AG Mills & Others Protest Trump’s Contraception Coverage Rollback


Attorney General Janet Mills Following a Recent SAGE Talk at USM, Portland.

Attorney General Janet Mills joined 17 other Attorneys General in protesting the Trump administration’s recent move to end the mandatory contraception coverage rule created by the Affordable Care Act, according to a press release issued by Andrew Roth-Wells, special assistant to the Attorney General.

The 18 attorneys general wrote to Acting Secretary of Health and Human Services Don Wright, Secretary of Labor R. Alexander Acosta and Secretary of Treasury Steven Mnuchin expressing strong opposition to the Trump administration’s action which they say will only increase healthcare costs for women, lead to more unplanned pregnancies and place greater strain on both family finances and state budgets.

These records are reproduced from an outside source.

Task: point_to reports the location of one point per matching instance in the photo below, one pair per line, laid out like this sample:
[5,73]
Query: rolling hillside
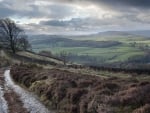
[97,49]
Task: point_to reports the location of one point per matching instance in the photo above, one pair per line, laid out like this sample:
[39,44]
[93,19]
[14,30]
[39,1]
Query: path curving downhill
[30,101]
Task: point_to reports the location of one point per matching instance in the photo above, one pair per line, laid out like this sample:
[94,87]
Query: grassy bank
[69,92]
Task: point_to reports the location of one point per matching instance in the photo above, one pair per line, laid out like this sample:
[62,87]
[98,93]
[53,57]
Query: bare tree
[11,35]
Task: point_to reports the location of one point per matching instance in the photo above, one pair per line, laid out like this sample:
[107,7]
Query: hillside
[72,92]
[8,58]
[98,49]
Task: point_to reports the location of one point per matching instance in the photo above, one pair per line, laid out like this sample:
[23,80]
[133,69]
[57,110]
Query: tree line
[12,36]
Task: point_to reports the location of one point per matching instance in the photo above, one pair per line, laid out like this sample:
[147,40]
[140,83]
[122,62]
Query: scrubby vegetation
[68,92]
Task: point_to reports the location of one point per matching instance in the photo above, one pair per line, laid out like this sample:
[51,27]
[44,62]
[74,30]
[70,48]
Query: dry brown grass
[69,92]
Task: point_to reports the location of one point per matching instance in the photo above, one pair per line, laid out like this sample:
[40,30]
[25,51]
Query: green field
[112,54]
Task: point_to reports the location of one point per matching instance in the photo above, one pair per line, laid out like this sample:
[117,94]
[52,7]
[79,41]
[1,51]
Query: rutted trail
[28,99]
[3,103]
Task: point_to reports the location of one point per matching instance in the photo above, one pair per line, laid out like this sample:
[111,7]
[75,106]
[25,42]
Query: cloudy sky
[77,16]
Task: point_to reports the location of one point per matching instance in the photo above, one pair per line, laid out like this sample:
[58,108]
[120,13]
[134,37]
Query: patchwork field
[106,49]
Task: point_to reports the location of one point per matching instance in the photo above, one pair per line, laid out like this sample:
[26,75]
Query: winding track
[14,99]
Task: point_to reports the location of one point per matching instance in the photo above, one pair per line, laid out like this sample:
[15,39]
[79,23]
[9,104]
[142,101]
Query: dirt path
[14,104]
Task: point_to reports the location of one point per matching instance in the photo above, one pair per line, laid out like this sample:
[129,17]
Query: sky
[66,17]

“This action is an attack on the health of women and girls throughout our country,” said Attorney General Mills.  “It is an attack on our right to privacy and sets a terrible precedent of allowing employers to interfere in the most personal decisions of their employees.”

For millions of women the ACA contraception coverage rule has reduced healthcare costs, helped address medical conditions and allowed them to make their own decisions about when and if to have children.  Before the contraception coverage rule, birth control accounted for 30-44% of a woman’s out-of-pocket healthcare costs.  Now, 62 million women across the country, including 253,000 women in Maine, have access to contraception without a co-pay, saving an average of $255. per year for oral pill contraceptives and the percentage of women who have a co-pay for contraception has fallen from more than 20% to less than 4%.

“Allowing any employer or insurance company with a religious or ‘moral’ objection to contraception to opt out of this requirement will take away women’s autonomy to make their own reproductive decisions and put these decisions in the hands of their employers,” wrote the attorneys general.  “Subjecting women to the religious and moral beliefs of their employers violates the right to privacy enshrined in Supreme Court doctrine.  Women should have coverage for their critical health care just as men do.”

The attorneys general also informed the cabinet secretaries that “we will closely monitor any legal challenges to this rule that discriminates against women in our states and negatively impact our state budgets.  We stand ready to protect the best interests of our states and constituents.”

Attorney General Janet Mills has announced that she is running for Governor when LePage’s term expires.